Background

Patient reported outcomes (PROs) provide a crucial means of assessing the impact of a condition and its treatment from the patients’ perspective. It has become increasingly common for PROs to be used as secondary (and even primary) endpoints in clinical trials [1]. In such studies electronic formats are generally employed. These may offer a range of benefits such as improving access to patients, increasing compliance, reducing missing data and avoiding errors associated with manual data entry [24]. Adapting pen and paper measures for use electronically requires a number of format changes. These may include changes to item presentation, instructions and/or response format. Various electronic devices are used including personal computers, tablets, cell phones and handheld devices. Smaller devices often entail major formatting changes as they require the PRO to be broken into small sections to fit the screen. The way in which participants are required to respond on these devices can differ; for example, by using a standard mouse or a touch screen monitor. An important question is whether or not changes in format affect data generated from the measure. In order to investigate this it is necessary for the new format to undergo formal equivalence testing.

A recent literature review showed that several studies have attempted to assess equivalence between different formats of PROs [5]. However, the way in which equivalence is tested varies from study to study. These methods usually involve comparing sample means and/or assessing the level of agreement between the different formats using correlational techniques. Such studies have design limitations and only assess a small aspect of true ‘measurement equivalence’. For example, the statistic most widely used for assessing association is the intraclass correlation coefficient (ICC). However, the ICC requires interval/ratio level data, making its use inappropriate with most PROs currently available that produce data at the ordinal level [6].

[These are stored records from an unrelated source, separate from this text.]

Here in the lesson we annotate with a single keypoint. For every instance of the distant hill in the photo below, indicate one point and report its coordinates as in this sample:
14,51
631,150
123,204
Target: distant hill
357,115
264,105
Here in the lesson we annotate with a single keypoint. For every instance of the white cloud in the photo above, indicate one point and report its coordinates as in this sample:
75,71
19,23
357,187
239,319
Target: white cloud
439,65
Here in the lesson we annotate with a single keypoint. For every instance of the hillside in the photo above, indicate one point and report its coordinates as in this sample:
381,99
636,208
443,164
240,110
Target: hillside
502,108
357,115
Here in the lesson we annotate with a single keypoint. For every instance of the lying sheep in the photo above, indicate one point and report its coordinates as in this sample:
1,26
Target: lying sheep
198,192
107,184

Studies of association usually use a cross-over design in which participants are randomized to complete either a paper and pen version or an electronic version of the same PRO and then the other mode on a second administration. Generally, the time between administrations is short, with patients completing both formats at the same visit [79]. This is likely to lead to recall bias and inflated levels of agreement.

An alternative design employed is a parallel groups design in which participants are randomized to complete either a paper and pen version or an electronic version of the PRO. Mean scores on the measures are then compared and differences in these either considered in relation to minimal important difference values (if available) or effect sizes. Unfortunately, this approach gives markedly less information about measurement equivalence and is liable to bias if the samples are not closely matched on clinical characteristics.

A guidance document produced by the International Society for Pharmacoeconomics and Outcomes Research ePRO Good Research Practices Task Force [10] provides recommendations on the steps necessary to establish equivalence. The document suggests that respondent usability should always be assessed and that measurement equivalence should be tested quantitatively when ‘moderate’ changes are made to the format. The document follows common practice by recommending use of one of the two designs described above.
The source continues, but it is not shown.